"Na rynku euro/złotego panowała dziś stabilizacja, ale wyraźnie umocnił się dolar. Wynikało to głównie z bardzo słabego odczytu indeksu (IFO) mówiącego o klimacie w biznesie niemieckim. Po godz. 10:00 zaczęła się masowa wyprzedaż euro, która uruchomiła stop-loss'y dodatkowo pogłębiając przecenę europejskiej waluty" - powiedział ekonomista banku Pekao SA, Marcin Bilbin.
Analityk dodał, że kolejnym pozytywnym impulsem dla dolara była informacja o zamówieniach na dobra trwałego użytku w USA oraz o ilości nowych podań o zasiłki. Pozytywnego sentymentu do dolara nie zepsuły nawet nieco słabsze od oczekiwań wieści o sprzedaży nowych domów.
"Generalnie na rynek wraca apetyt na ryzyko, co będzie korzystne dla naszej waluty.

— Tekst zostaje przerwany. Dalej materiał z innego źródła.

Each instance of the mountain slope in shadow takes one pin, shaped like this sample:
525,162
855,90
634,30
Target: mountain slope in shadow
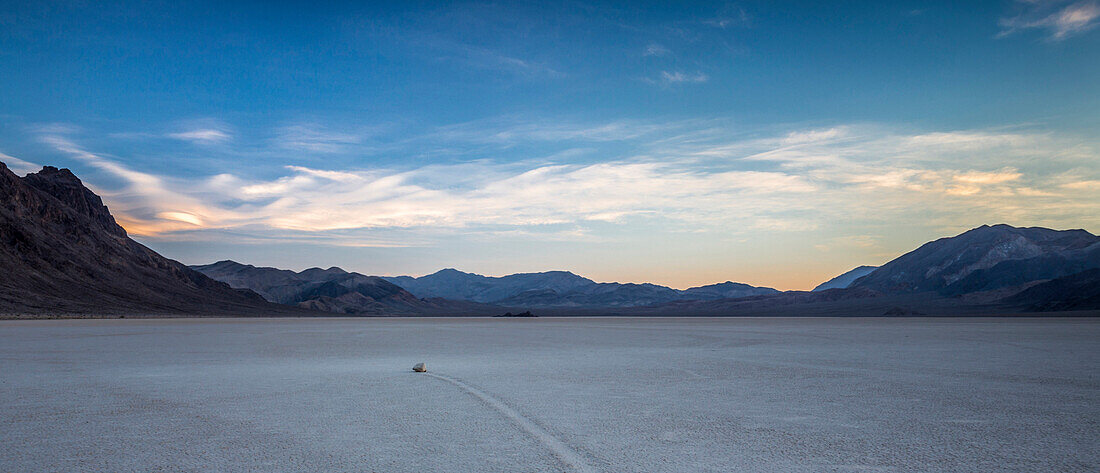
64,254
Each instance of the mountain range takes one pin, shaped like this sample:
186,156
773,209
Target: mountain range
334,290
64,254
561,289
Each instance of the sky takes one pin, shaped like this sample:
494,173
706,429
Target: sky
771,143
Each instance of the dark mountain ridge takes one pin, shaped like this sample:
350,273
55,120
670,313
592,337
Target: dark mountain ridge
64,254
332,289
561,289
986,259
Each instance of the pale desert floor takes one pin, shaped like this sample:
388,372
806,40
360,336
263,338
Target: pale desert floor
551,395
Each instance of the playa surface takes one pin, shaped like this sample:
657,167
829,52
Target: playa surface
551,395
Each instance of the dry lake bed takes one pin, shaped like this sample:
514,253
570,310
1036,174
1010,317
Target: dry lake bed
551,395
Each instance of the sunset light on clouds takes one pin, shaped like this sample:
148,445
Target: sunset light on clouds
668,149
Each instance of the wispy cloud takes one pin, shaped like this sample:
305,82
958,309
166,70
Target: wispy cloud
656,50
1059,19
19,166
201,135
691,176
316,138
679,77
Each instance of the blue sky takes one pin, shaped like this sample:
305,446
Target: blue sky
773,143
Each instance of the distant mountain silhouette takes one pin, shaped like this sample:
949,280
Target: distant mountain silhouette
1076,292
561,289
64,254
846,278
987,259
332,290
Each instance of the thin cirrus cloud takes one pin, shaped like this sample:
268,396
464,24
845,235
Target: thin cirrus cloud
680,77
201,135
656,50
1059,19
704,182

Już dziś warto zauważyć, że złoty mocno zyskuje wobec franka szwajcarskiego, notując rekordowy poziom 2,11" - podkreśla Bilbin.
W czwartek ok. godz. 16:15 za euro płacono średnio 3,4160 zł, a za dolara 2,1750 zł. Kurs euro/dolar wynosił 1,5720.
W czwartek ok. godz. 10:05 średnia cena euro wynosiła 3,4145 zł, a dolara 2,1605 zł. Kurs euro/dolar wynosił 1,5804.